Overview
Making a hearing aid is surprisingly complicated: a patient visits an audiologist, an ear impression is taken, a 3D model is designed from it, the shell is 3D-printed, electronics are mounted, quality is checked, and the finished device travels back to the clinic to be fitted. Traditionally each of those steps lives somewhere different (spreadsheets, emails, phone calls, separate software) with a lot of manual handoffs between people who often work in different companies and even different countries. This platform runs that entire journey, from order to finished device, in one connected flow. It's not a demo. It's a live system used for daily production, and it describes itself as "the first complete, production-ready digital workflow for hearing-aid manufacturing."
The Challenge
The real difficulty isn't any single step: it's that the whole process spans separate businesses in separate locations who have to coordinate perfectly, over a workflow that's long, branching and adaptive.
- Connecting three groups who normally struggle to coordinate (audiology clinics, remote modelling specialists and manufacturing labs) around one live source of truth.
- Modelling an ~8-stage workflow (Order Placed → Modelling → Printing → Mounting → QA → Fitted → Closed) that auto-routes each order to the right person and adapts, e.g. automatically skipping "ship the impression" when a clinic has its own scanner.
- Serving distinct roles, each seeing only the actions relevant to them, backed by granular per-stage permissions.
- Doing genuinely technical work in the browser (audiograms, 3D device models, print-bed nesting) for users who aren't engineers.
How I Solved It
I was the first engineer on the team, so I owned the foundation: the architecture, the project structure, and the reusable building blocks the rest of the product was assembled from: a shared typography scale and a large component library that kept a very large app consistent and cut delivery time by roughly 30%. The system models the order lifecycle as explicit, tracked stages, so an order's exact position is always known and auditable, and it automatically routes each order to the next role.
It's a Next.js / React / TypeScript web app talking to a GraphQL backend (Apollo), using Three.js to render 3D device models in the browser, charting libraries for audiograms and analytics, and a Tailwind + Radix component system. Guided order creation covers four device families (BTE, RIC, custom in-ear, ear plugs) across a range of specialised plug types, with audiogram entry and per-ear customisation. Labs batch devices of the same colour/printer into single print jobs with barcode/PDF labels and QA cube-measurement checks, and admins configure the whole catalog (styles, materials, colours, manufacturers, receivers, sound tubes, vents, grips and filters) that flows into the order forms.
Key Features
- Guided order creation for 4 device families (BTE, RIC, custom in-ear, ear plugs) plus specialised ear-plug types, with audiogram entry, visual graphs and per-ear customisation.
- Full order traceability: a visual timeline of every order's exact stage, a complete who-did-what action log, and left/right-ear status at a glance.
- Role-based access for 7 roles (Audiologist, Lab Manager, Modeler, Technician, Reviewer, Manager, Patient Care Coordinator) with granular per-stage permission groups.
- 3D & manufacturing: in-browser 3D model viewing (Three.js), AI-assisted modelling with a 3Shape integration, and AI slicing/nesting for the print bed.

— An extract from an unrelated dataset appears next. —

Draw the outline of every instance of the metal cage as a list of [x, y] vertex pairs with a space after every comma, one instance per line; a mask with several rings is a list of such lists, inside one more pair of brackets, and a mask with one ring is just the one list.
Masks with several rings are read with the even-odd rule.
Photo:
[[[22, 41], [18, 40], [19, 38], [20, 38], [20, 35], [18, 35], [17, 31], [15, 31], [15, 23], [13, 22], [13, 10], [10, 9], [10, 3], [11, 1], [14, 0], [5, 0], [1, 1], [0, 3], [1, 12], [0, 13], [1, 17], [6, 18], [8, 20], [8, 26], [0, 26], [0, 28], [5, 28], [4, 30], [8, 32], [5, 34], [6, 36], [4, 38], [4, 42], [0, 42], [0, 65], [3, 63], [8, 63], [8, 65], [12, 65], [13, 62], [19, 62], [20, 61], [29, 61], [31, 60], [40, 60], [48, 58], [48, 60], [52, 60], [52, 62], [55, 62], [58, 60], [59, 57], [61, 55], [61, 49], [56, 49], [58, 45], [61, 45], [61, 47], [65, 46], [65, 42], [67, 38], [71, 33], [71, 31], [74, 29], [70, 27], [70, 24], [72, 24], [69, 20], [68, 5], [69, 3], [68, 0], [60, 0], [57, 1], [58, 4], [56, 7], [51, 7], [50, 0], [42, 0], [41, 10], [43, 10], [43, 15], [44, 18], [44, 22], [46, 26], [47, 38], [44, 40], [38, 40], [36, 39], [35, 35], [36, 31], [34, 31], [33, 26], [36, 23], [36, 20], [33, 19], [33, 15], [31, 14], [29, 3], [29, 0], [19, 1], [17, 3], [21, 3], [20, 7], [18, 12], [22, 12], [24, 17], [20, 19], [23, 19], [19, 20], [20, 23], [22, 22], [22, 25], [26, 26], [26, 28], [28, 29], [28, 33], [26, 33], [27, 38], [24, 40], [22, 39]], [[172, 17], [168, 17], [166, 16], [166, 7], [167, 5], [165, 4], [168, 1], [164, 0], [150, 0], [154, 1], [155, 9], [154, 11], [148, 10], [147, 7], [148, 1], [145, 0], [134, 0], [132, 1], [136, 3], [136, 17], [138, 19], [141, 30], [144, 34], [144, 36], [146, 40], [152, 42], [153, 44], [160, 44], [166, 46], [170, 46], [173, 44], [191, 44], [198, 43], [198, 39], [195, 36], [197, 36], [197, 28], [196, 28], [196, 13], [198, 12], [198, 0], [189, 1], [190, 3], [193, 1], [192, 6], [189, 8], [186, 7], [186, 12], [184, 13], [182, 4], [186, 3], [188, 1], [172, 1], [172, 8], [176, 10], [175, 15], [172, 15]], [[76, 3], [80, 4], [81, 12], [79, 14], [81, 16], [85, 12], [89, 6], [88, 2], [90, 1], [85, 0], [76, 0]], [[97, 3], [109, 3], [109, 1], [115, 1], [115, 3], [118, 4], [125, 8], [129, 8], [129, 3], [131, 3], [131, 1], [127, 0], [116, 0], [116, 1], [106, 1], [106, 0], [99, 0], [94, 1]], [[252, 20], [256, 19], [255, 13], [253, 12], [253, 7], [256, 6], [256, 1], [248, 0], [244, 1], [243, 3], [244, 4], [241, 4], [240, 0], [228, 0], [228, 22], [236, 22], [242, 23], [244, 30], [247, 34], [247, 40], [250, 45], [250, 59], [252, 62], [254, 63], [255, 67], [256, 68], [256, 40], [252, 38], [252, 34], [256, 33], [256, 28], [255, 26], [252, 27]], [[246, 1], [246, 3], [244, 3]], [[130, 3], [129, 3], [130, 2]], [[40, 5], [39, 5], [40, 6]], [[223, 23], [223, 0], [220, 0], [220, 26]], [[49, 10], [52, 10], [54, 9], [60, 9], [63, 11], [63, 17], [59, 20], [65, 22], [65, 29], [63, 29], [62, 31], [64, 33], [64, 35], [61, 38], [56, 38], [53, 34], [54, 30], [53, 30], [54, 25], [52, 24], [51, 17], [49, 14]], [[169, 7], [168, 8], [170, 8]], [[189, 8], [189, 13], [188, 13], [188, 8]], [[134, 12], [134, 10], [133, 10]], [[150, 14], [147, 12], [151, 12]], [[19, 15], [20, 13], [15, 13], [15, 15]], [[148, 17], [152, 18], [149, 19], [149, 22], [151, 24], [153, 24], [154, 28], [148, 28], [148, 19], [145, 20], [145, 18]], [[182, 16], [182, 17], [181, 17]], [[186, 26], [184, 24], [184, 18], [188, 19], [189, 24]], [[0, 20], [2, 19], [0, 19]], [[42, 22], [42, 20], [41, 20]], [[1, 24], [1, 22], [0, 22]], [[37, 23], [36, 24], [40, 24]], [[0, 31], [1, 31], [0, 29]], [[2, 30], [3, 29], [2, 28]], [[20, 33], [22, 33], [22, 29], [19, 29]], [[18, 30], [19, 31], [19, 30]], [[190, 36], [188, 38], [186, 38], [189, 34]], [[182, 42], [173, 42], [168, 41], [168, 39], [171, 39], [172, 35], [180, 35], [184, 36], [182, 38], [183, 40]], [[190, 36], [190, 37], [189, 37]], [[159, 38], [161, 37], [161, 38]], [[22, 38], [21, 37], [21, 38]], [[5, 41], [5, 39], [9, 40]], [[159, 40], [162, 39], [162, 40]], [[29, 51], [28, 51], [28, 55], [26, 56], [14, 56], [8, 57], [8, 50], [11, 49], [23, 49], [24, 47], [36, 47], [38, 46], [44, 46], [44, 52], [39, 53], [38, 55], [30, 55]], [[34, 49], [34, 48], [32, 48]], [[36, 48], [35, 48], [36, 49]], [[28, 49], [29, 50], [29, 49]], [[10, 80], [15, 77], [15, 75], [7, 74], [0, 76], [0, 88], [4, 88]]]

- Print-job management: batch devices by colour/printer, barcode/PDF labels, QA verification via cube measurements, and bulk file downloads.
- Company & lab administration: branches, printers, holiday calendars and daily capacity; a configurable product catalog; plus appointments, repairs & warranty flows and a live analytics dashboard.
- Built-in searchable documentation with guided tours; full English/Turkish throughout.
Results & Impact
This is the operational backbone of a real manufacturer: a live, actively-developed production system (a maintained release history, currently around v1.34 in early 2026) rather than a prototype. As the first engineer on the project, I set the architecture, structure and component conventions the whole platform and team kept building on, and the reusable component and typography system I built cut delivery time by roughly 30%. It spans roles across clinics and labs working together in real time, an auto-routing workflow, guided configuration across device families and plug types, and broad coverage of ordering, labs, companies, print jobs, patients, appointments, repairs, analytics and admin: an unusually broad, deeply-connected system.